Nella consueta conferenza stampa del viaggio di ritorno dalla visita in Africa dei giorni scorsi, Papa Francesco ha avuto parole cristalline sullo stile della missione e non solo: “Ai missionari io dico di non fare proselitismo. Evangelizzare è testimonianza. E quella testimonianza – ha proseguito - provoca la domanda.

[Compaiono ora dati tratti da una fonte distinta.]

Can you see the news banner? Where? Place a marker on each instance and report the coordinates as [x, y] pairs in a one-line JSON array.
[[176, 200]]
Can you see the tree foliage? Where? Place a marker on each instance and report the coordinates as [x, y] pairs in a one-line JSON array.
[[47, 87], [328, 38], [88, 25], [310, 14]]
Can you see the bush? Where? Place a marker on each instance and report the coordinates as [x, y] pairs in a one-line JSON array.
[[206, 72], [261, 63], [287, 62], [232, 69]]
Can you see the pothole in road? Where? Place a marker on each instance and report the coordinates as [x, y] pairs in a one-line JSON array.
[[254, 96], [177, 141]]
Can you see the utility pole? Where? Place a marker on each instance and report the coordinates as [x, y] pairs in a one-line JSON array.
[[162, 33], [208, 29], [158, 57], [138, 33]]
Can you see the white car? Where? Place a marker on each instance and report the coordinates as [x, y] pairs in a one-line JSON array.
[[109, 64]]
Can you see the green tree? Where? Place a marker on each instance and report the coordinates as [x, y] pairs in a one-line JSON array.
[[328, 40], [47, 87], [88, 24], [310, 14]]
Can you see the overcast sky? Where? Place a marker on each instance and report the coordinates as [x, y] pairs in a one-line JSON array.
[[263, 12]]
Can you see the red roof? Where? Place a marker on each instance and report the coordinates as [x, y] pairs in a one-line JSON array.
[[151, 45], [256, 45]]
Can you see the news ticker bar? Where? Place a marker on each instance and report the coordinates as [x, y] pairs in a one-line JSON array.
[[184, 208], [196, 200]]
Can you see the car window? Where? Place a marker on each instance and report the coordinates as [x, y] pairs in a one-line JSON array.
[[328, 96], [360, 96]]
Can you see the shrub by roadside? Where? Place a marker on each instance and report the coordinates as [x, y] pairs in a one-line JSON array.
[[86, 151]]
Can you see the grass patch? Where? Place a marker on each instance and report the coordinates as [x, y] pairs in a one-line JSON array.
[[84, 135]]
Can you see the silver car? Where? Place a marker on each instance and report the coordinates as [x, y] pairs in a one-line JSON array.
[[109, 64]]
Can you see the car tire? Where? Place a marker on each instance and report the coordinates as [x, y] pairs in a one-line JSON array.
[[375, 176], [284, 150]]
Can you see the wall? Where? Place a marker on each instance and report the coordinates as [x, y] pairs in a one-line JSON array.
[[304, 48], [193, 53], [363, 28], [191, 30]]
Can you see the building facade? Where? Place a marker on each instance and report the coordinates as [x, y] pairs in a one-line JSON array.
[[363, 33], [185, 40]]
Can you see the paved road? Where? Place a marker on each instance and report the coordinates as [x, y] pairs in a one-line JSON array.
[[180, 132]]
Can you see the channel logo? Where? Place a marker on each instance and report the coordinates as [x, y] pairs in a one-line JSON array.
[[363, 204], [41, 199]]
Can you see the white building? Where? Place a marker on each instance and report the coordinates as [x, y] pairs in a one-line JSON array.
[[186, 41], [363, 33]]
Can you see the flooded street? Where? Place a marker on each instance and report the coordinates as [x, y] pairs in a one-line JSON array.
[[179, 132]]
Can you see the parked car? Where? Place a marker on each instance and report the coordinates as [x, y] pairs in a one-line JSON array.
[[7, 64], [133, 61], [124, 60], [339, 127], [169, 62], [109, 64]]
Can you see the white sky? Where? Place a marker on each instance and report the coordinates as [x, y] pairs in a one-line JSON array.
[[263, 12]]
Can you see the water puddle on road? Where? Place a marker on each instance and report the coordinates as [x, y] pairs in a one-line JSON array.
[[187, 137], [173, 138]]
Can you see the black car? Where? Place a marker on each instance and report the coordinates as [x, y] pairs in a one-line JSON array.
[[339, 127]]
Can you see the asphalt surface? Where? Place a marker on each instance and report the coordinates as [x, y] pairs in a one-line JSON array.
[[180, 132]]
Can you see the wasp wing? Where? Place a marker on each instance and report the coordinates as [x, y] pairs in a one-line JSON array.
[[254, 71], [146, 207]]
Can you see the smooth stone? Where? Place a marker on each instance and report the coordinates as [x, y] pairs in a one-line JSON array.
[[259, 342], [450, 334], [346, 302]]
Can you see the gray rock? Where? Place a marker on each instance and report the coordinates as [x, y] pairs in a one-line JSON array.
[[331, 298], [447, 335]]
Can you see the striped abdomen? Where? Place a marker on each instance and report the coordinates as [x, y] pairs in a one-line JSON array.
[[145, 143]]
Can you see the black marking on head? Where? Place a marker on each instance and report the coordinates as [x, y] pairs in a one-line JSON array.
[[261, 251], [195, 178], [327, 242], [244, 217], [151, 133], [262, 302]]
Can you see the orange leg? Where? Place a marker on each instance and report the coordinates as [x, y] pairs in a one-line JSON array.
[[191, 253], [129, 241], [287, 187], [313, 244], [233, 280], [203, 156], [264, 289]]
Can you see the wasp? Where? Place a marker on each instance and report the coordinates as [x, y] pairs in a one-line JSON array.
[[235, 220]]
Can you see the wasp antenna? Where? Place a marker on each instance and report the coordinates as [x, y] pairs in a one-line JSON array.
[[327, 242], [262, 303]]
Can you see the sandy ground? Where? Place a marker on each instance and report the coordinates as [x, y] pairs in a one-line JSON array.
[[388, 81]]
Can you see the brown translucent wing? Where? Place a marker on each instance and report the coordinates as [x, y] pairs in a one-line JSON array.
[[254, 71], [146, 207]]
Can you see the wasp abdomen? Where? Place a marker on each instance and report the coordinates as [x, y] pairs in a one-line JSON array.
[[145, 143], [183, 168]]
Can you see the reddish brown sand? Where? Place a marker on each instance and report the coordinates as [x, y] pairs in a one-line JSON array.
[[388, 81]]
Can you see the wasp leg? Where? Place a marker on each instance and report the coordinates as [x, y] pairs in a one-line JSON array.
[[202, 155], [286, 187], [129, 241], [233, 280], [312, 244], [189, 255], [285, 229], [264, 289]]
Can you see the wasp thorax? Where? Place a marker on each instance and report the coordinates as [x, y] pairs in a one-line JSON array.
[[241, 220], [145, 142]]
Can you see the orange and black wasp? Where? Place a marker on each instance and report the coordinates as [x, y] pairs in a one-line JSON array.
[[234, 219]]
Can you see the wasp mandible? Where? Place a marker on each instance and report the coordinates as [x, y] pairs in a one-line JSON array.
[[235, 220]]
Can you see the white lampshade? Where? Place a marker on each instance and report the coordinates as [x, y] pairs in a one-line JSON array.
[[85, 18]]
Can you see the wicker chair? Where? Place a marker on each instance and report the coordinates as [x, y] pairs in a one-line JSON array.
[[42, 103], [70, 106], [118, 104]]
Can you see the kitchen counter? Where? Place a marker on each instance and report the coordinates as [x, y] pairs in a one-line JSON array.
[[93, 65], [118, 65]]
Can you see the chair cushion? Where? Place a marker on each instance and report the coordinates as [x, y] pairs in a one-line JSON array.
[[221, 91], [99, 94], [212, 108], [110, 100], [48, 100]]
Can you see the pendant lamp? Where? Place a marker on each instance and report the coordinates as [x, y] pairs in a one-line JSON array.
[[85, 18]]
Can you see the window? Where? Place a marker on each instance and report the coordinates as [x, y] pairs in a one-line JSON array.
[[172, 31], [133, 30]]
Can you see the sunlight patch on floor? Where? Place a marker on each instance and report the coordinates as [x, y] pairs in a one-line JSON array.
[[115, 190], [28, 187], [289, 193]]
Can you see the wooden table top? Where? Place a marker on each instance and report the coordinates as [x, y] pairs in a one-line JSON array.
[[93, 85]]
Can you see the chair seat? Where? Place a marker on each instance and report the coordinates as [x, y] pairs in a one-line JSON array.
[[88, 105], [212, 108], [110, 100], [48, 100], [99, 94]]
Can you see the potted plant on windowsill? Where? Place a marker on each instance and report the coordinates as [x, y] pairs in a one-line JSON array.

Ma tu perché vivi così? E lì spiego: per il Vangelo. L'annuncio viene dopo la testimonianza. Le proposte religiose che fanno proselitismo non sono cristiane”. Che bello! Se anche la politica, il sistema educativo, le stesse relazioni interpersonali e sociali, adottassero questo principio di coerenza, tutto sarebbe molto differente. Non resteremmo soggiogati dalla forza dialettica di uno, dall'eloquio di un altro, dalle lusinghe di un ruffiano o dalle balle di un banditore. E nemmeno dalla forza onesta delle idee quando sono esposte per rafforzare il consenso, per contarsi e ampliare “la propria base”, guarderemmo piuttosto alla vita, alla coerenza della vita. Perché è la vita, con le sue scelte e le sue fatiche, che parla in silenzio. È una regola generale che, se applicata scrupolosamente, costituirebbe un fattore di crescita dell'intera umanità. E ne abbiamo drammaticamente bisogno.